The apolipoprotein E (ApoE) polymorphism has been well studied in the adult human population, in part because the e4 allele is a known risk factor for Alzheimer’s disease. Little is known of the distribution of ApoE alleles in newborns, and their association with perinatal brain damage has not been investigated.Methods:
ApoE genotyping was undertaken in a Scottish cohort of perinatal deaths (n = 261), some of whom had prenatal brain damage. The distribution of ApoE alleles in perinatal deaths was compared with that in healthy liveborn infants and in adults in Scotland.Results:
ApoE e2 was over-represented in 251 perinatal deaths (13%v 8% in healthy newborns, odds ratio (OR) = 1.63, 95% confidence interval (CI) 1.13 to 2.36 and 13%v 8% in adults, OR = 1.67, 95% CI 1.16 to 2.41), both in liveborn and stillborn perinatal deaths.
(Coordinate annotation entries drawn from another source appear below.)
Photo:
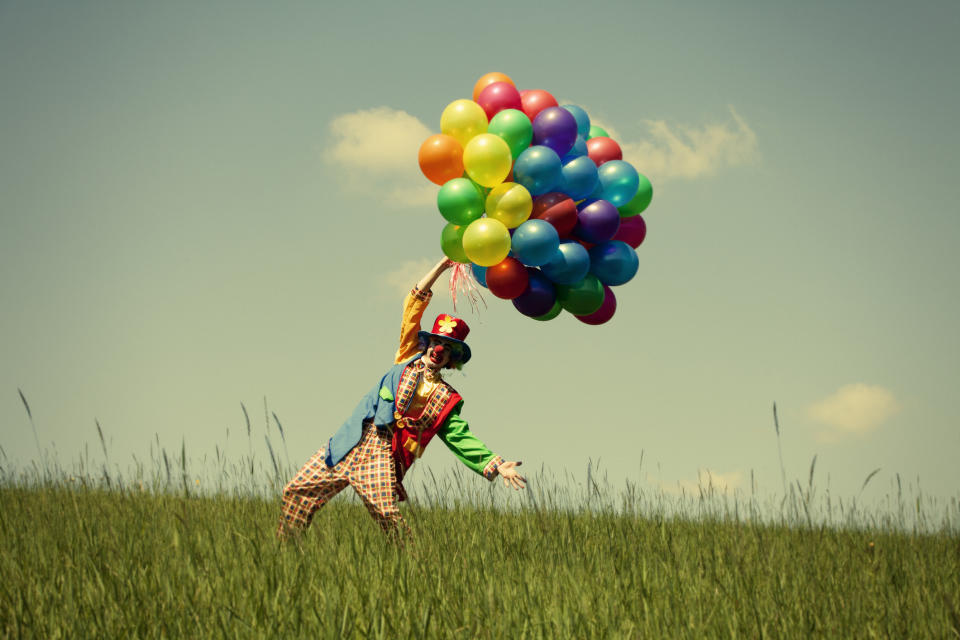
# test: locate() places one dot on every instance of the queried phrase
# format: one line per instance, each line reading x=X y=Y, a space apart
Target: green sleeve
x=468 y=448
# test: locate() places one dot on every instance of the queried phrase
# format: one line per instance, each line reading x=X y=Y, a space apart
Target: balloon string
x=463 y=282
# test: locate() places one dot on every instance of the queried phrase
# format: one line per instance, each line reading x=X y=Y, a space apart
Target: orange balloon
x=487 y=79
x=441 y=158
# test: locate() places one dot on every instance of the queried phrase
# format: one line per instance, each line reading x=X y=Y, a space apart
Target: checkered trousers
x=368 y=468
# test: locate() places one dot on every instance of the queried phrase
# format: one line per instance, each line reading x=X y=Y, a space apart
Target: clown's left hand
x=510 y=476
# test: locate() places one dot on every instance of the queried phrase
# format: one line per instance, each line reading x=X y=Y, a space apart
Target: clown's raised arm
x=413 y=307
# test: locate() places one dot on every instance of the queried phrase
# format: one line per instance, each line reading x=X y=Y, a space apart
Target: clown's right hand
x=511 y=477
x=431 y=276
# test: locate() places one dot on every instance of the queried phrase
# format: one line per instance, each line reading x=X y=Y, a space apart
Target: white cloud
x=374 y=151
x=685 y=151
x=855 y=409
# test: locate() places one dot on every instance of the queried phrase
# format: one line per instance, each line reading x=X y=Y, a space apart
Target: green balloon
x=550 y=315
x=639 y=201
x=514 y=127
x=582 y=298
x=451 y=241
x=597 y=132
x=460 y=201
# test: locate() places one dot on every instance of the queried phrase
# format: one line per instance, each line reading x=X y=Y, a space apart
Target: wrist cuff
x=417 y=294
x=490 y=471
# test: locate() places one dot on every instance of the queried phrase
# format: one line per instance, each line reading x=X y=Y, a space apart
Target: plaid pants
x=368 y=468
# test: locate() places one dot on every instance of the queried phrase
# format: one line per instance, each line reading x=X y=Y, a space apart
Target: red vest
x=411 y=433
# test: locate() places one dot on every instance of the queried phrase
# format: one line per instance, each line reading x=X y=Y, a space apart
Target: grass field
x=79 y=560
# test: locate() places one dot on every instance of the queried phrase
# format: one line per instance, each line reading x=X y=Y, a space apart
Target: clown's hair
x=456 y=353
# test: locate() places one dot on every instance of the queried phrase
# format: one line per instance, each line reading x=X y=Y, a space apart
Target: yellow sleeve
x=413 y=307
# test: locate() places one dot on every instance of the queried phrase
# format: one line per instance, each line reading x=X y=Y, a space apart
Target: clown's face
x=438 y=353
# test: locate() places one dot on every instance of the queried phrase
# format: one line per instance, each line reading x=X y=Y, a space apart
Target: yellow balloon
x=463 y=119
x=487 y=159
x=510 y=203
x=486 y=242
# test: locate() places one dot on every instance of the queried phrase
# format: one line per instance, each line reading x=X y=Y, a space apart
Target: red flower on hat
x=446 y=324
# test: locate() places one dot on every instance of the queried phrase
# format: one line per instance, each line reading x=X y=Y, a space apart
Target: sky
x=209 y=204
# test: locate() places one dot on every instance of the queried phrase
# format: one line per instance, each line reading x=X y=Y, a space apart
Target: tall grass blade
x=783 y=469
x=869 y=477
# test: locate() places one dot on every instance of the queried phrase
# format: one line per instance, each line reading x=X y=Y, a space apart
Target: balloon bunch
x=538 y=201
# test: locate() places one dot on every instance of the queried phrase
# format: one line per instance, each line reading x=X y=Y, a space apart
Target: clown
x=394 y=422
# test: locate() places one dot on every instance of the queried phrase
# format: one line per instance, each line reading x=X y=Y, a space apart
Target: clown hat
x=451 y=329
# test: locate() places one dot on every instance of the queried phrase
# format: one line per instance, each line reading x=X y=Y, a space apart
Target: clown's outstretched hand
x=511 y=477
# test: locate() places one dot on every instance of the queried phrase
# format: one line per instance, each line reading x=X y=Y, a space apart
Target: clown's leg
x=375 y=482
x=309 y=490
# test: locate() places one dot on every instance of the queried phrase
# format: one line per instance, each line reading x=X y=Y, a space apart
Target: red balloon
x=603 y=149
x=632 y=231
x=507 y=279
x=498 y=96
x=558 y=209
x=536 y=100
x=606 y=310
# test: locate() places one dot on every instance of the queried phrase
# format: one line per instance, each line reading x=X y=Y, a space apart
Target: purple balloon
x=597 y=221
x=555 y=127
x=539 y=297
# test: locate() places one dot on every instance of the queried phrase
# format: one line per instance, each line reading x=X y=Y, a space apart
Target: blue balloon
x=480 y=273
x=619 y=182
x=583 y=120
x=535 y=242
x=538 y=169
x=569 y=264
x=613 y=262
x=579 y=177
x=539 y=297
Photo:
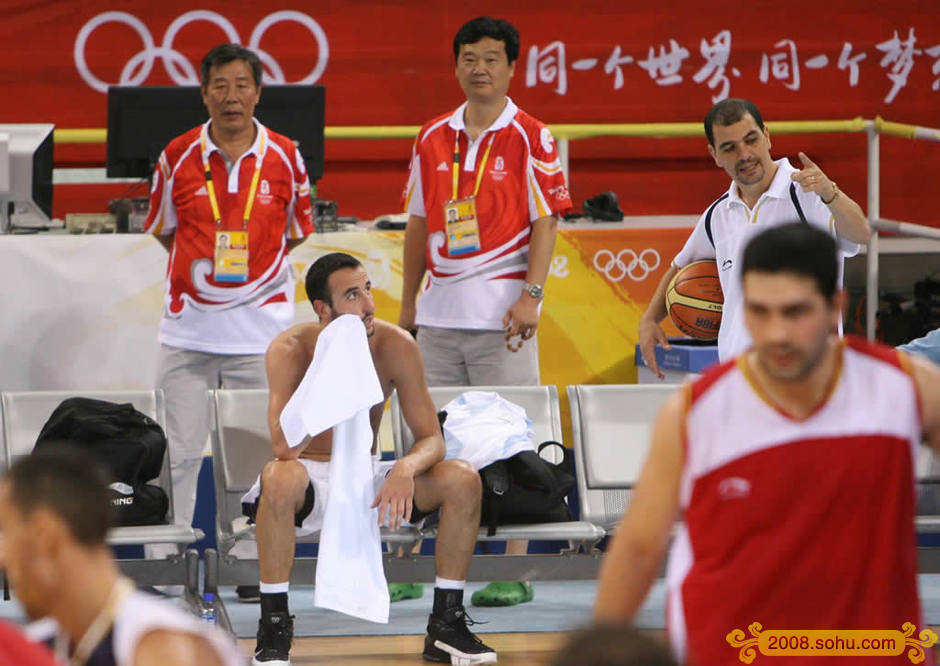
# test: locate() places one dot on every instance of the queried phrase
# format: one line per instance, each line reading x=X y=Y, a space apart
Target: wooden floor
x=514 y=649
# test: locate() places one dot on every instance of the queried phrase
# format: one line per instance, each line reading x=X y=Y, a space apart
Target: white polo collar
x=253 y=150
x=505 y=118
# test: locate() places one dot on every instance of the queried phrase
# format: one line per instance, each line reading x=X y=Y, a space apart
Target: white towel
x=482 y=427
x=336 y=392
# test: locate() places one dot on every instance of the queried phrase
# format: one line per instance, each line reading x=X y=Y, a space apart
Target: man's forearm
x=656 y=310
x=541 y=248
x=850 y=220
x=414 y=258
x=624 y=582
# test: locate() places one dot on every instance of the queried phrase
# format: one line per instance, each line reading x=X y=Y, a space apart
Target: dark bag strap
x=796 y=203
x=708 y=218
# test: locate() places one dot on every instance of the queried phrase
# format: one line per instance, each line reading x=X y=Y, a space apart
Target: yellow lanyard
x=210 y=188
x=456 y=169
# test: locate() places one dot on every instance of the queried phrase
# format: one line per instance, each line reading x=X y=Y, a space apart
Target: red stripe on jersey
x=710 y=376
x=812 y=534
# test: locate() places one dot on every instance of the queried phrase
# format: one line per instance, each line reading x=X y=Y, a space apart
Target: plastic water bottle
x=207 y=614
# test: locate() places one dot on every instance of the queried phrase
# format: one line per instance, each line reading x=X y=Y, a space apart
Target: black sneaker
x=275 y=633
x=449 y=641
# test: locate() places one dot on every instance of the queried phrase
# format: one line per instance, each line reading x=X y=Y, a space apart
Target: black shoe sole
x=439 y=656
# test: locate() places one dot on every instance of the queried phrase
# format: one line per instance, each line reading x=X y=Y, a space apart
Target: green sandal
x=402 y=591
x=503 y=594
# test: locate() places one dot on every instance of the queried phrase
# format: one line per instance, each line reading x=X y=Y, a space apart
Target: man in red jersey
x=230 y=199
x=792 y=466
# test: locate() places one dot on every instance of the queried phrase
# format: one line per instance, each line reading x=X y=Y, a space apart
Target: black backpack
x=526 y=488
x=130 y=444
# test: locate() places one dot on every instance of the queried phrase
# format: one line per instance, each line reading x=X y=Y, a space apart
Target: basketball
x=694 y=299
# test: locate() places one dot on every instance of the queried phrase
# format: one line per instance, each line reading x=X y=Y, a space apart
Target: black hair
x=317 y=282
x=70 y=482
x=728 y=112
x=483 y=26
x=226 y=53
x=795 y=248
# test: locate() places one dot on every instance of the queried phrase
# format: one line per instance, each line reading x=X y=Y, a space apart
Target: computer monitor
x=25 y=176
x=142 y=120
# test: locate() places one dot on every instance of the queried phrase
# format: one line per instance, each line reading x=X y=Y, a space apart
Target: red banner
x=391 y=63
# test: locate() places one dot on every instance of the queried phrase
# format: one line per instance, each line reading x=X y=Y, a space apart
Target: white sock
x=448 y=584
x=274 y=588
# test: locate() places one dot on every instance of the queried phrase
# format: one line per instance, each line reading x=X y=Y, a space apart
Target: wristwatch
x=533 y=290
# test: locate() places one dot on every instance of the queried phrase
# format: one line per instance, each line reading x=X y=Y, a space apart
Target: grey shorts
x=461 y=357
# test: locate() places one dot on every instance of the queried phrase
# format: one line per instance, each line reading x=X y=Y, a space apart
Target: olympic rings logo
x=180 y=70
x=637 y=269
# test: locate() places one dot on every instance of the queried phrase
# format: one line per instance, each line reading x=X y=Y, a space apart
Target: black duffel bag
x=130 y=444
x=526 y=488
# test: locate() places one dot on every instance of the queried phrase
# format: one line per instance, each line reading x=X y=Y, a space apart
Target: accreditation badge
x=231 y=256
x=463 y=231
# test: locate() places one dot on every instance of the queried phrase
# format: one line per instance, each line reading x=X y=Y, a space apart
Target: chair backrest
x=241 y=446
x=539 y=402
x=25 y=412
x=611 y=425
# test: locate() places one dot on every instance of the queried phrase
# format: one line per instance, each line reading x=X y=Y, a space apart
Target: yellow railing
x=561 y=131
x=564 y=133
x=584 y=131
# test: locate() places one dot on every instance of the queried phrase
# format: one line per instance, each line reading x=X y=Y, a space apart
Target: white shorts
x=309 y=520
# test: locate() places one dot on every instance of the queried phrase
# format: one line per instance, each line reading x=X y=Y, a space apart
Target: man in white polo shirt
x=764 y=193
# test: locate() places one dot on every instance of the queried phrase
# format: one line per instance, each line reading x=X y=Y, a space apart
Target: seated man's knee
x=462 y=480
x=283 y=482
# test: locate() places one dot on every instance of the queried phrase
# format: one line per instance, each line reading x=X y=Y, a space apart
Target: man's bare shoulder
x=393 y=342
x=299 y=339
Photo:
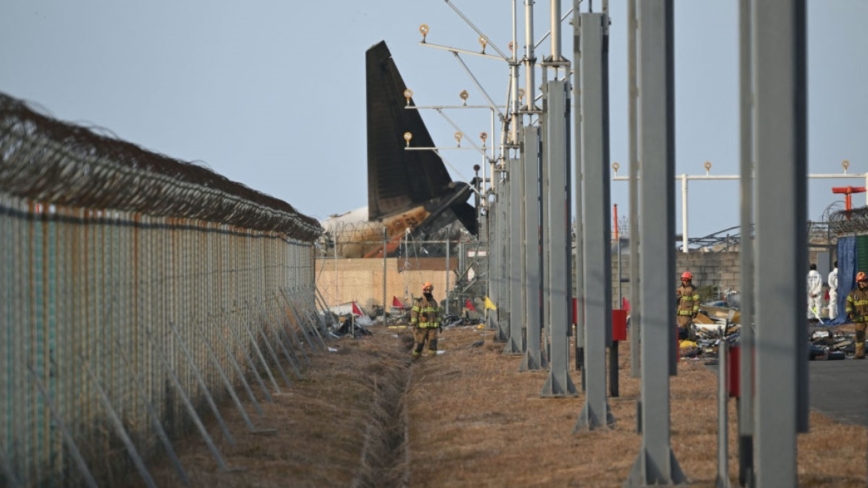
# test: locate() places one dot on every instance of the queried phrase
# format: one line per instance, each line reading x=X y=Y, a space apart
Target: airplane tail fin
x=400 y=179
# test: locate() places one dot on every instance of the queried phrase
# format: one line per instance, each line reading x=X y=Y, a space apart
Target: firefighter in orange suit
x=425 y=319
x=688 y=304
x=857 y=311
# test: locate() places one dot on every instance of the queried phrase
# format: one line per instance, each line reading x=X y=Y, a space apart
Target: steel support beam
x=515 y=342
x=560 y=245
x=780 y=135
x=579 y=256
x=746 y=251
x=633 y=94
x=533 y=359
x=597 y=229
x=656 y=463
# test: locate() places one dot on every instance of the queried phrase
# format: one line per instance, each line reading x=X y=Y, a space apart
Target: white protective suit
x=815 y=287
x=833 y=294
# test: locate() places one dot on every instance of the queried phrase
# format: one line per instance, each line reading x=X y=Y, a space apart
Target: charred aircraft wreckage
x=409 y=192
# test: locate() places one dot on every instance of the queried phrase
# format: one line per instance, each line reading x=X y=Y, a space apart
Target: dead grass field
x=366 y=416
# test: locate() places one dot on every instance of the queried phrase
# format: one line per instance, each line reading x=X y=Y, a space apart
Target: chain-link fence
x=137 y=291
x=458 y=270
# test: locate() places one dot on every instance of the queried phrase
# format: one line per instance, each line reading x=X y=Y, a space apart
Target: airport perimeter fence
x=391 y=284
x=136 y=293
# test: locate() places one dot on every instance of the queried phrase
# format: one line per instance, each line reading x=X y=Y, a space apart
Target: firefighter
x=857 y=311
x=425 y=319
x=833 y=293
x=815 y=286
x=688 y=305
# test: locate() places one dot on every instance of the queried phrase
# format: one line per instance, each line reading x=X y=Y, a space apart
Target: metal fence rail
x=135 y=292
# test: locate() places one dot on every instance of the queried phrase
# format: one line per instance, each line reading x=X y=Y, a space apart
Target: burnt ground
x=366 y=415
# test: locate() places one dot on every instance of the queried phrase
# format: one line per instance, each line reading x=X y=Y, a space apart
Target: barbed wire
x=54 y=162
x=853 y=221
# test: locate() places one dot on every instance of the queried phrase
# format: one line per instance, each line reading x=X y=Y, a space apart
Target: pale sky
x=272 y=93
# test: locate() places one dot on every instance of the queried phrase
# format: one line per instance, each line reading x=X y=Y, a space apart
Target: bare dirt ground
x=368 y=416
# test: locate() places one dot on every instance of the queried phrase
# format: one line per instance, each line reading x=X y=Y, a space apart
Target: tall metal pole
x=746 y=251
x=578 y=192
x=656 y=463
x=555 y=18
x=633 y=93
x=446 y=289
x=532 y=272
x=529 y=59
x=596 y=226
x=515 y=299
x=778 y=62
x=559 y=278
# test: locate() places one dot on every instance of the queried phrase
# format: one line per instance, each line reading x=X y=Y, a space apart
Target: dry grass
x=474 y=421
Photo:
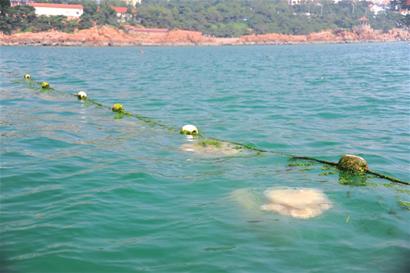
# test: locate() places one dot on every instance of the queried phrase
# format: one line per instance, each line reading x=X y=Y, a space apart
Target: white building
x=68 y=10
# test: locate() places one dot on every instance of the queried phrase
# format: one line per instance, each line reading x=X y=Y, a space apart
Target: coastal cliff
x=129 y=35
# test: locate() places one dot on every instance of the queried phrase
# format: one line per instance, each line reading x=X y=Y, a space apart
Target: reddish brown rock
x=130 y=35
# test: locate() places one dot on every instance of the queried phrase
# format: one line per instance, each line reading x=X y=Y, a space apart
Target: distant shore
x=134 y=36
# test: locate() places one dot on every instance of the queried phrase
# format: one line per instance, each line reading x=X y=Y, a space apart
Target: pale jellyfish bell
x=301 y=203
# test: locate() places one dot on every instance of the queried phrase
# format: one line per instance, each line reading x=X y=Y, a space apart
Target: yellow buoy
x=190 y=130
x=353 y=163
x=117 y=107
x=45 y=85
x=82 y=95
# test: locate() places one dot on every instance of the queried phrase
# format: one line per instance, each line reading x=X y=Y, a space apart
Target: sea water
x=83 y=191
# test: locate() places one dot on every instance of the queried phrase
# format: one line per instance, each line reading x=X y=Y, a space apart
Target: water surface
x=84 y=192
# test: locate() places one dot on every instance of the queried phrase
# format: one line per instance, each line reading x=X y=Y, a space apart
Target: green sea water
x=82 y=191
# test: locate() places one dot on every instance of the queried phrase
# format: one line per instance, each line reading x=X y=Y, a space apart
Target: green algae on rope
x=348 y=163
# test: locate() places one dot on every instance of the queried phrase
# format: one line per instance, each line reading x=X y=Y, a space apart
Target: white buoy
x=82 y=95
x=190 y=130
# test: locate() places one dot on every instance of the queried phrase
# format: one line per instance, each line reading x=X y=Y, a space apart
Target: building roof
x=120 y=9
x=58 y=6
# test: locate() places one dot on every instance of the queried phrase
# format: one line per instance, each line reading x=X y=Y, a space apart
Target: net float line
x=349 y=163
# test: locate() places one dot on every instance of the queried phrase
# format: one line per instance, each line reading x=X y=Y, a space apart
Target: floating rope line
x=348 y=163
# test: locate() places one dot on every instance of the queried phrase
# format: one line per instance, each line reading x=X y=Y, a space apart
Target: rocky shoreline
x=134 y=36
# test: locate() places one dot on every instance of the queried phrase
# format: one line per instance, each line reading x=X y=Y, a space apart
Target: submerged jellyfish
x=297 y=202
x=211 y=147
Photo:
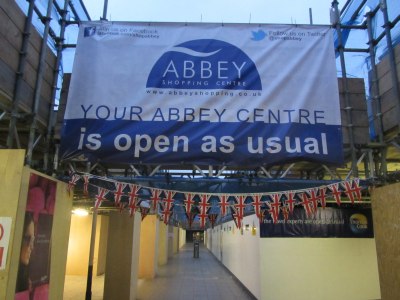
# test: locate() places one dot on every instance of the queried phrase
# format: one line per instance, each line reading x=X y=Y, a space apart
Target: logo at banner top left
x=89 y=31
x=205 y=64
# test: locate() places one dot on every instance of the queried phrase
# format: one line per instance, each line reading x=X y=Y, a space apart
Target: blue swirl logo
x=204 y=64
x=358 y=223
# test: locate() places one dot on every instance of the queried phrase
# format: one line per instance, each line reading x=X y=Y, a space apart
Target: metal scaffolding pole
x=348 y=108
x=38 y=85
x=53 y=114
x=389 y=43
x=375 y=96
x=12 y=131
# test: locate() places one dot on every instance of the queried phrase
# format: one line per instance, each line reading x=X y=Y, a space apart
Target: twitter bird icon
x=258 y=35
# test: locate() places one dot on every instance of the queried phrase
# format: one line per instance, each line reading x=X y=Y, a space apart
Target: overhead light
x=80 y=212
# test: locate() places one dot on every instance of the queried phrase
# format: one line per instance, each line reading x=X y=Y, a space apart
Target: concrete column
x=148 y=257
x=176 y=239
x=163 y=244
x=170 y=241
x=120 y=280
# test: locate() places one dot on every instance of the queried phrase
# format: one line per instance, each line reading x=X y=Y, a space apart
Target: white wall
x=319 y=268
x=297 y=268
x=240 y=252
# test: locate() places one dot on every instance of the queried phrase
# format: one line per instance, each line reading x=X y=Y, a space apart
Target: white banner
x=232 y=94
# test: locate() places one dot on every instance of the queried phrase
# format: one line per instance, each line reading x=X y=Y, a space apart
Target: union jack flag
x=155 y=197
x=336 y=192
x=352 y=190
x=257 y=206
x=290 y=201
x=189 y=202
x=274 y=206
x=307 y=205
x=119 y=192
x=71 y=184
x=85 y=184
x=100 y=197
x=223 y=204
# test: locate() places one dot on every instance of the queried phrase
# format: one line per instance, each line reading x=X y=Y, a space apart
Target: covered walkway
x=182 y=278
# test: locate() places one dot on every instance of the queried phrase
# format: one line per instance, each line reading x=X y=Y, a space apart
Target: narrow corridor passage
x=188 y=278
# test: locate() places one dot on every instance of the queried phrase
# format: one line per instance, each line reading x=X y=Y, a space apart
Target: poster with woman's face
x=34 y=265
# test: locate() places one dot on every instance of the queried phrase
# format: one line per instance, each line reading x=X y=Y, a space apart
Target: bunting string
x=211 y=208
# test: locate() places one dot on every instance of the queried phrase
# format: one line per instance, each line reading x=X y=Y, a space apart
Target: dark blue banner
x=328 y=222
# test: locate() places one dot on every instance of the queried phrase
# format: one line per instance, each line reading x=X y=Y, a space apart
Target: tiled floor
x=183 y=278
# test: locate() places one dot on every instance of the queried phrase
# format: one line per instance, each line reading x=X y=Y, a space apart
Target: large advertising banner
x=225 y=94
x=34 y=264
x=324 y=223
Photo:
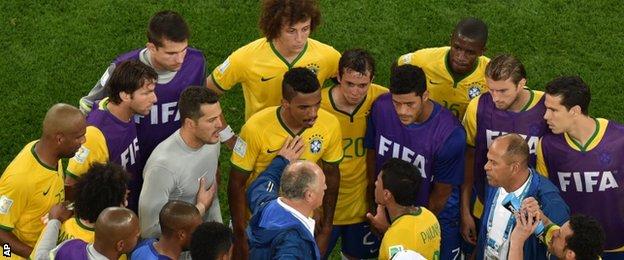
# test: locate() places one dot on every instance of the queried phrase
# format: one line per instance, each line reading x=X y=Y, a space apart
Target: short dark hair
x=403 y=180
x=191 y=100
x=357 y=60
x=168 y=25
x=472 y=28
x=176 y=215
x=128 y=77
x=210 y=240
x=517 y=147
x=505 y=66
x=407 y=79
x=588 y=237
x=573 y=92
x=299 y=80
x=276 y=13
x=104 y=185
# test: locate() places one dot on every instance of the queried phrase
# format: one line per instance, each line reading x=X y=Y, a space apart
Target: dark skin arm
x=236 y=199
x=439 y=195
x=371 y=177
x=468 y=227
x=332 y=180
x=17 y=246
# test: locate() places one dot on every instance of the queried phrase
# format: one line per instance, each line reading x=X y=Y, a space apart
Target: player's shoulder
x=263 y=117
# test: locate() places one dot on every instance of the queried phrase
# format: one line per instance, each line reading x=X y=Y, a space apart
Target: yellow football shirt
x=452 y=93
x=28 y=189
x=264 y=134
x=260 y=69
x=93 y=150
x=352 y=203
x=419 y=232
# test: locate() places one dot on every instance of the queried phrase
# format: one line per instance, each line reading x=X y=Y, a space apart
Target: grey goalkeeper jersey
x=172 y=172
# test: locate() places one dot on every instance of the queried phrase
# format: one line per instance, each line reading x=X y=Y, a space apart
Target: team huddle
x=457 y=157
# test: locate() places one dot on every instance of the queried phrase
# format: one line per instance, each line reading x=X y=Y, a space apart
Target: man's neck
x=583 y=129
x=287 y=54
x=46 y=153
x=521 y=101
x=189 y=139
x=395 y=211
x=517 y=182
x=341 y=102
x=291 y=123
x=109 y=253
x=427 y=110
x=120 y=111
x=298 y=205
x=169 y=247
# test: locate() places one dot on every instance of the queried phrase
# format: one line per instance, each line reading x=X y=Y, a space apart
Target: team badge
x=82 y=154
x=316 y=143
x=313 y=67
x=605 y=158
x=474 y=91
x=5 y=204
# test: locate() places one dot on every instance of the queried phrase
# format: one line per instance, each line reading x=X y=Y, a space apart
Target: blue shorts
x=357 y=240
x=449 y=223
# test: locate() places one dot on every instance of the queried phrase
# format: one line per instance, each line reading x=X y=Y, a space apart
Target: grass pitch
x=55 y=51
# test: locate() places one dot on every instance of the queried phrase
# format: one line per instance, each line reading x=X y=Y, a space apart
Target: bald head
x=178 y=215
x=117 y=228
x=298 y=177
x=61 y=119
x=516 y=148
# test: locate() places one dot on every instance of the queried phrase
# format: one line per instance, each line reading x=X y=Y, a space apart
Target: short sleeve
x=93 y=150
x=334 y=152
x=230 y=72
x=246 y=149
x=470 y=121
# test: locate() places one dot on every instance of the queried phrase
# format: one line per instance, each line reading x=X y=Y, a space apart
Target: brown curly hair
x=275 y=13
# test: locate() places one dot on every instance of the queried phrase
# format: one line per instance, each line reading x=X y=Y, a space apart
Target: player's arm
x=236 y=201
x=154 y=195
x=213 y=86
x=468 y=226
x=540 y=164
x=371 y=175
x=93 y=150
x=448 y=169
x=97 y=92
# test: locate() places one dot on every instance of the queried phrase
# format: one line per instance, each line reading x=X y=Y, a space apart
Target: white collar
x=309 y=223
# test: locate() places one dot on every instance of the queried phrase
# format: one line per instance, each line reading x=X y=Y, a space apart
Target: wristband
x=226 y=134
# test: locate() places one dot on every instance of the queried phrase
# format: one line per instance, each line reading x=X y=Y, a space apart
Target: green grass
x=55 y=51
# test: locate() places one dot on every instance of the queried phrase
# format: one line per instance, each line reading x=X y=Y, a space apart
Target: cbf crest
x=474 y=90
x=314 y=68
x=316 y=143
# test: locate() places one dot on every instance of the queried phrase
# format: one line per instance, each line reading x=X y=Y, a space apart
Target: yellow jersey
x=263 y=135
x=419 y=232
x=352 y=204
x=260 y=68
x=454 y=93
x=93 y=150
x=28 y=189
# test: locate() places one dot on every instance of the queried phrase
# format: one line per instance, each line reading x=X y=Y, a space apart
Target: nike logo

In contrast, the prevalence of ApoE e4 was raised in healthy liveborn infants (19%) compared with stillbirths (13%, OR = 1.59, 95% CI 1.11 to 2.26) and with adults (15%, OR = 1.35, 95% CI 1.04 to 1.76). However, no correlation was found between ApoE genotype and the presence or absence of perinatal brain damage.Conclusions:
This study shows a shift in ApoE allelic distribution in early life compared with adults. The raised prevalence of ApoE e2 associated with perinatal death suggests that this allele is detrimental to pregnancy outcome, whereas ApoE e4 may be less so. However, ApoE genotype did not appear to influence the vulnerability for perinatal hypoxic/ischaemic brain damage, in agreement with findings in adult brains and in animal models.